Academe of the Oaks Learning Garden

Program Type: 
Garden Classrooms
Grade Level/Age Group: 
High School
Number of Individuals Program Serves: 
100
Year Founded: 
2003
About the Program: 

Academe of the Oaks has had a large organic vegetable garden since its inception in 2003 and every year the school improves the gardens and informal outdoor spaces to enhance its conservation and garden-based learning programs as well as provide students with beautiful spaces that catalyze social interaction and collaborative learning.  

Garden spaces at Academe of the Oaks include a small, private Tuscan garden adjacent to the loft where the entrance is through a vine-covered arbor and the small courtyard is flanked by benches and surrounded by herbs and roses.  Several years ago the school cleared a wooded area overgrown with invasive plants using a large herd of goats and sheep, constructed a small pond and planted native shrubs and fruit trees.

In early 2015 the school created a pollinator garden through a grant from The Environmental Education Alliance of Georgia (EEA) that is now a certified pollinator habitat with Monarchs Across Georgia, a certified Monarch Waystation though Monarch Watch and is a member of the Rosalynn Carter Butterfly Trail. 
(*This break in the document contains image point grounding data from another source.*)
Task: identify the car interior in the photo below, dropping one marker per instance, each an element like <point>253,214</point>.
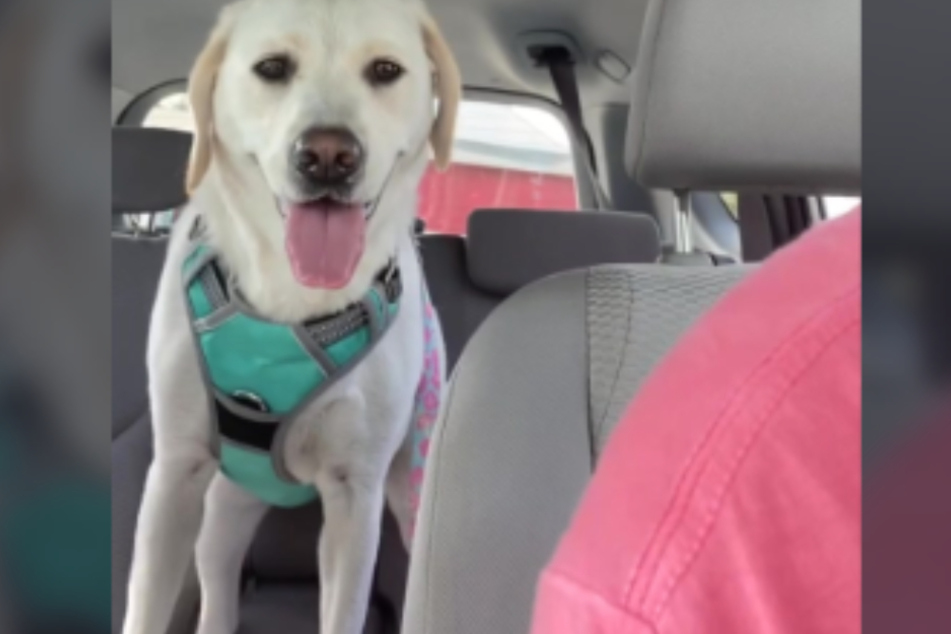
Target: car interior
<point>619,166</point>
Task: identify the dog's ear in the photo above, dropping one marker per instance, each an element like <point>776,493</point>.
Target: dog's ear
<point>448,86</point>
<point>201,91</point>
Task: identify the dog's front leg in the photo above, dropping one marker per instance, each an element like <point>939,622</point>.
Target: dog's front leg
<point>352,492</point>
<point>167,529</point>
<point>232,516</point>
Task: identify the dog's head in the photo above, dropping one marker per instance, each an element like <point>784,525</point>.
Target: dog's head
<point>328,100</point>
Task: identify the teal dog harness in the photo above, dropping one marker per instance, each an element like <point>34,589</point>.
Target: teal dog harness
<point>262,373</point>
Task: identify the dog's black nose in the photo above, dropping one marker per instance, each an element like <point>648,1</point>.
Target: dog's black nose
<point>327,157</point>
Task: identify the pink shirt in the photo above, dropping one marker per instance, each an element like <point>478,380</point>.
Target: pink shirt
<point>728,499</point>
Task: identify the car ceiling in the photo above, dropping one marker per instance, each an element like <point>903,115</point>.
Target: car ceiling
<point>155,41</point>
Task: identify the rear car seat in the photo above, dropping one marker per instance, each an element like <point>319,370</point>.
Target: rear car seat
<point>541,385</point>
<point>506,250</point>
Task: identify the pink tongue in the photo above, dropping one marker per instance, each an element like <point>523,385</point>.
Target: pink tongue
<point>324,242</point>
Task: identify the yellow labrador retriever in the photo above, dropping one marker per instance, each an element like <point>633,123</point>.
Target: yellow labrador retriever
<point>314,120</point>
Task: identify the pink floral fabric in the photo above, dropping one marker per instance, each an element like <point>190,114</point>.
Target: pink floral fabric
<point>427,402</point>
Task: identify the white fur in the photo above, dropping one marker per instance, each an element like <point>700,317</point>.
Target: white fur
<point>353,442</point>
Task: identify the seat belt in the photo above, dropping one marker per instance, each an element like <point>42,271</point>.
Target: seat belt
<point>562,68</point>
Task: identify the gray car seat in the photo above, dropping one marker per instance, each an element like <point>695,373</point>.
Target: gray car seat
<point>729,95</point>
<point>506,250</point>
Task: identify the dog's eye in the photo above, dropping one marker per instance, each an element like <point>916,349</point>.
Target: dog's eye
<point>383,71</point>
<point>274,69</point>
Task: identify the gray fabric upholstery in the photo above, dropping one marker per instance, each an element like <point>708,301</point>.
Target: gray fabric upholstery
<point>635,315</point>
<point>137,263</point>
<point>759,94</point>
<point>508,249</point>
<point>536,393</point>
<point>290,610</point>
<point>148,169</point>
<point>460,304</point>
<point>504,472</point>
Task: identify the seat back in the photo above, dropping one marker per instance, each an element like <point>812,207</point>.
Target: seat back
<point>507,249</point>
<point>534,397</point>
<point>541,385</point>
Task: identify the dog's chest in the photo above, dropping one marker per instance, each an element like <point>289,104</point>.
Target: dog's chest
<point>262,375</point>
The school keeps a number of honeybee hives, a flock of chickens and three Nubian goats.  Garden waste, compostable food and animal bedding are composted using thermophilic, vermicomposting or black soldier fly composting methods and the finished compost is used to enhance the soil on campus. The school's garden program, according to representatives from the EEA and the U.S. Fish & Wildlife Service during a site visit, is one of the most integrated school gardens they had ever visited.